Bezkarny - Remigiusz Mróz
Najnowsza powieść Remigiusza Mroza - czy autor utrzymał poziom?
Ela jedzie metrem do Lasu Kabackiego, w planie ma także gofry. Naprzeciwko siedzi mężczyzna, czytający Williama Faulknera. Delikatnie zagaduje, wysiada i podąża z nią. Ma na imię Norwid i też zamawia gryczane z masłem orzechowym... tak rozpoczyna się znajomość.
Ela nie poradziła sobie z odejściem ukochanego po 10-letnim związku. Stalkowała nową dziewczynę Daniela, z którym dawniej chodziła na gofry. Teraz ta ostatnia zaginęła.
Bezkarny jest dobrze skonstruowanym kryminałem, z odpowiednią dynamiką. Mróz, jak to ma w zwyczaju, tworzy odpowiednie zwroty akcji, tasuje wydarzeniami i bohaterami jak sprawny krupier.
Niby do niczego nie można się przyczepić, jednak zabrakło jakiejś iskry, błysku. Może już zbyt mocno znam styl autora, aby jego świetne opanowanie gatunku literatury popularnej było dla mnie zaskoczeniem.
Jest takie powiedzenie: lepsze jest wrogiem dobrego. Bezkarny to naprawdę przyzwoity kryminał, gdzie znajdziemy i wątki romantyczne, i nieskalanych złem bohaterów, ale jak śpiewa Maryla Rodowicz: to już było.
Nic nas (fanów Mroza) tu przesadnie nie zdziwi, zaintryguje - może owszem. Momentami wręcz będzie się dłużyło (sceny przesłuchań policyjnych).

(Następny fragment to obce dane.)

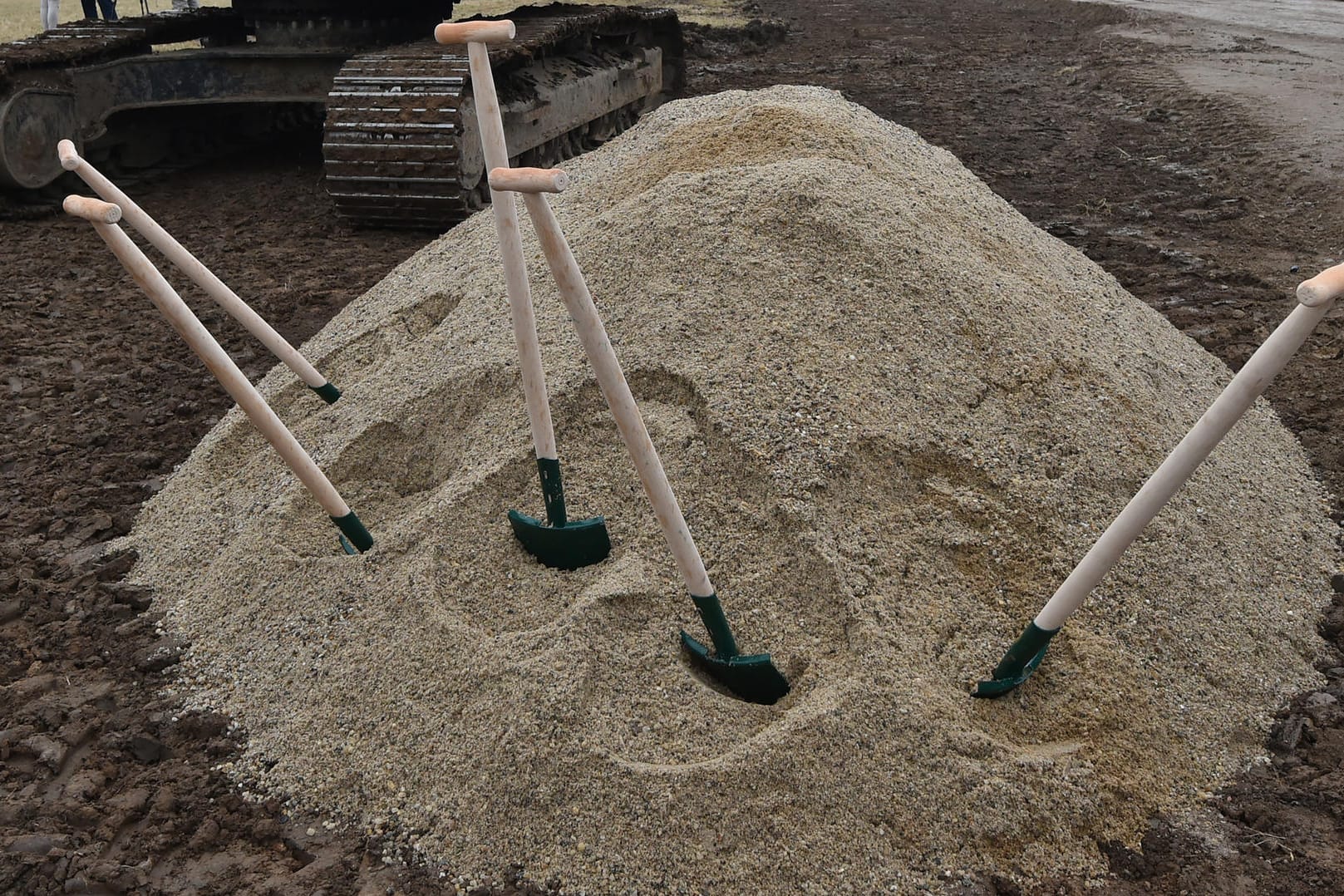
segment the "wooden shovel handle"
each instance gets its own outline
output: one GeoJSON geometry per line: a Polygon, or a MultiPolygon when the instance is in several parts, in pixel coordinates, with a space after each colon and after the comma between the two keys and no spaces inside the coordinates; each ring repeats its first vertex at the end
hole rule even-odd
{"type": "Polygon", "coordinates": [[[1297,287],[1297,301],[1308,308],[1318,308],[1344,296],[1344,263],[1327,267],[1297,287]]]}
{"type": "Polygon", "coordinates": [[[66,171],[74,171],[83,161],[79,159],[79,150],[75,149],[75,144],[71,140],[62,140],[56,144],[56,157],[60,159],[60,167],[66,171]]]}
{"type": "Polygon", "coordinates": [[[112,203],[105,203],[101,199],[91,199],[89,196],[66,196],[66,201],[63,201],[60,207],[66,210],[67,215],[83,218],[85,220],[94,220],[99,224],[116,224],[121,220],[121,206],[113,206],[112,203]]]}
{"type": "Polygon", "coordinates": [[[434,40],[444,44],[508,43],[517,28],[508,19],[497,21],[444,21],[434,28],[434,40]]]}
{"type": "Polygon", "coordinates": [[[492,168],[491,189],[515,193],[560,193],[570,185],[570,176],[559,168],[492,168]]]}

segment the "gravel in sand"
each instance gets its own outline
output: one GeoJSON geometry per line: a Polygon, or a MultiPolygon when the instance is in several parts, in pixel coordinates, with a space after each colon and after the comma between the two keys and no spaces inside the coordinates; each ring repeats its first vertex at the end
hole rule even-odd
{"type": "MultiPolygon", "coordinates": [[[[1335,527],[1257,404],[1001,701],[970,682],[1230,377],[949,153],[820,89],[671,103],[554,206],[774,707],[700,680],[699,622],[526,243],[570,513],[556,572],[493,227],[478,215],[262,390],[378,544],[233,411],[142,512],[134,575],[231,768],[469,879],[913,889],[1097,872],[1250,762],[1318,684],[1335,527]]],[[[1285,312],[1288,305],[1285,302],[1285,312]]]]}

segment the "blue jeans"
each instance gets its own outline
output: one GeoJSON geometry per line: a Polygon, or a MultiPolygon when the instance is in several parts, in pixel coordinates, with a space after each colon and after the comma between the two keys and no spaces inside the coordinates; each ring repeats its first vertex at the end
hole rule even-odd
{"type": "Polygon", "coordinates": [[[97,5],[94,5],[94,0],[79,0],[79,3],[85,8],[85,19],[97,19],[98,8],[101,7],[103,19],[108,21],[117,20],[117,0],[97,0],[97,5]]]}

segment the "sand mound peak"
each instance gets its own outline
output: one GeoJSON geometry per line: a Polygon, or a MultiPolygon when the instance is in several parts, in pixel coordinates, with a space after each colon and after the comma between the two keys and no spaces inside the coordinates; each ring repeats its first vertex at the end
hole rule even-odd
{"type": "Polygon", "coordinates": [[[1028,688],[966,696],[1228,373],[953,156],[775,87],[570,171],[558,215],[691,529],[793,693],[738,703],[679,654],[694,609],[535,242],[570,510],[614,551],[559,574],[513,543],[540,496],[481,215],[309,344],[340,403],[263,384],[370,555],[333,553],[237,412],[132,535],[249,786],[470,875],[903,889],[1101,868],[1314,680],[1332,527],[1261,404],[1028,688]]]}

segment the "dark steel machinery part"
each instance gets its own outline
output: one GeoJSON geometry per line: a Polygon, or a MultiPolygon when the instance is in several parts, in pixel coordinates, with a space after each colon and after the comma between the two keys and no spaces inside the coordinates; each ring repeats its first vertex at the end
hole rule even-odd
{"type": "MultiPolygon", "coordinates": [[[[429,38],[450,0],[390,0],[374,15],[368,0],[234,3],[0,44],[0,192],[38,195],[60,177],[62,138],[99,164],[116,152],[129,172],[160,164],[183,122],[223,121],[228,109],[233,126],[239,110],[257,110],[245,117],[266,130],[276,116],[262,110],[305,118],[301,110],[325,106],[331,192],[348,219],[442,230],[487,201],[478,142],[461,125],[473,120],[462,116],[465,58],[429,38]],[[153,52],[192,40],[210,48],[153,52]],[[208,117],[149,117],[171,107],[208,117]]],[[[495,48],[492,62],[521,164],[590,149],[681,89],[681,30],[669,11],[515,15],[519,40],[495,48]]]]}
{"type": "MultiPolygon", "coordinates": [[[[517,164],[547,167],[601,145],[681,89],[681,27],[668,9],[523,8],[516,40],[491,47],[517,164]]],[[[336,75],[323,153],[337,211],[360,224],[444,230],[488,201],[470,73],[433,42],[356,56],[336,75]]]]}

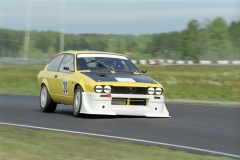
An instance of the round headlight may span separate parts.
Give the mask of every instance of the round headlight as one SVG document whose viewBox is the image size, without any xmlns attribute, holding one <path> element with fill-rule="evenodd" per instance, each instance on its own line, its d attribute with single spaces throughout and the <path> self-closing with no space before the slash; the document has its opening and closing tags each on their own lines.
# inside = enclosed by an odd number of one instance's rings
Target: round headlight
<svg viewBox="0 0 240 160">
<path fill-rule="evenodd" d="M 156 95 L 161 95 L 163 93 L 163 89 L 162 88 L 156 88 L 155 93 L 156 93 Z"/>
<path fill-rule="evenodd" d="M 150 87 L 148 88 L 148 94 L 154 94 L 154 88 Z"/>
<path fill-rule="evenodd" d="M 111 92 L 111 87 L 110 86 L 105 86 L 103 90 L 104 90 L 105 93 L 110 93 Z"/>
<path fill-rule="evenodd" d="M 103 87 L 102 87 L 102 86 L 95 86 L 94 90 L 95 90 L 95 92 L 97 92 L 97 93 L 101 93 L 102 90 L 103 90 Z"/>
</svg>

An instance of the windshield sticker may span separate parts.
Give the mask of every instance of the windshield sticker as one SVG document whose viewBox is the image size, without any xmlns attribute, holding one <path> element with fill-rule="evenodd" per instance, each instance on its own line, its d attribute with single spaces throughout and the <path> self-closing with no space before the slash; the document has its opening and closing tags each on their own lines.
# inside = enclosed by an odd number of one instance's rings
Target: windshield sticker
<svg viewBox="0 0 240 160">
<path fill-rule="evenodd" d="M 106 58 L 127 59 L 124 56 L 111 55 L 111 54 L 78 54 L 77 58 L 80 58 L 80 57 L 106 57 Z"/>
<path fill-rule="evenodd" d="M 68 94 L 68 81 L 67 80 L 63 80 L 62 90 L 63 90 L 63 94 Z"/>
<path fill-rule="evenodd" d="M 115 78 L 118 82 L 136 82 L 132 78 Z"/>
</svg>

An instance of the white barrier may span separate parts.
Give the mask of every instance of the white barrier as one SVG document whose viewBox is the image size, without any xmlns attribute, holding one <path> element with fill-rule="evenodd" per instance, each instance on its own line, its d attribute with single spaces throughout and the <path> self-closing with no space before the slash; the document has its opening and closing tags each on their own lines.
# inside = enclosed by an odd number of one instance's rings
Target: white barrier
<svg viewBox="0 0 240 160">
<path fill-rule="evenodd" d="M 156 64 L 155 60 L 148 60 L 148 64 L 154 65 Z"/>
<path fill-rule="evenodd" d="M 229 64 L 229 61 L 217 61 L 217 64 Z"/>
<path fill-rule="evenodd" d="M 187 61 L 186 63 L 187 64 L 193 64 L 194 62 L 193 61 Z"/>
<path fill-rule="evenodd" d="M 147 64 L 147 60 L 139 60 L 139 64 L 146 65 Z"/>
<path fill-rule="evenodd" d="M 137 64 L 137 60 L 131 60 L 133 64 Z"/>
<path fill-rule="evenodd" d="M 160 62 L 160 64 L 163 64 L 165 62 L 163 59 L 158 59 L 158 61 Z"/>
<path fill-rule="evenodd" d="M 203 61 L 203 60 L 200 60 L 200 61 L 199 61 L 199 64 L 212 64 L 212 61 Z"/>
<path fill-rule="evenodd" d="M 240 61 L 232 61 L 232 64 L 240 65 Z"/>
<path fill-rule="evenodd" d="M 176 61 L 176 64 L 185 64 L 185 61 Z"/>
<path fill-rule="evenodd" d="M 174 60 L 166 60 L 166 62 L 172 64 Z"/>
</svg>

A zabieg prowadzenia narracji z różnych perspektyw jest w porządku. Zakończenie zaś... dość przewidywalne.
Nie jest to część serii, więc jeśli jeszcze nie mieliście spotkania z najbardziej płodnym, współczesnym, polskim pisarzem (czy to w ogóle możliwe?), Bezkarny to świetna książka (nr 105) na początek. Ma wszelkie zalety autora.
Nowa powieść to jednak taki... ziemniak. Lubicie ziemniaki? Możecie je jeść na obiad codziennie. Ziemniaki są dobre. Nie ma w nich nic złego. Tylko czasem, człowiek zjadłby je pod inną postacią... z inną przyprawą... albo po prostu wybrał makaron.
Toteż zawodu z książką nie będzie, jest naprawdę przyzwoita. Tylko oczekiwałabym większego zróżnicowania stylu. To w Rejsie pada zdanie, że lubi się piosenki, które się już zna. I ja Bezkarnego lubię... a chciałabym się w lekturze zakochać. Toteż, Panie Mróz czekamy na więcej, wiemy, że Pana stać!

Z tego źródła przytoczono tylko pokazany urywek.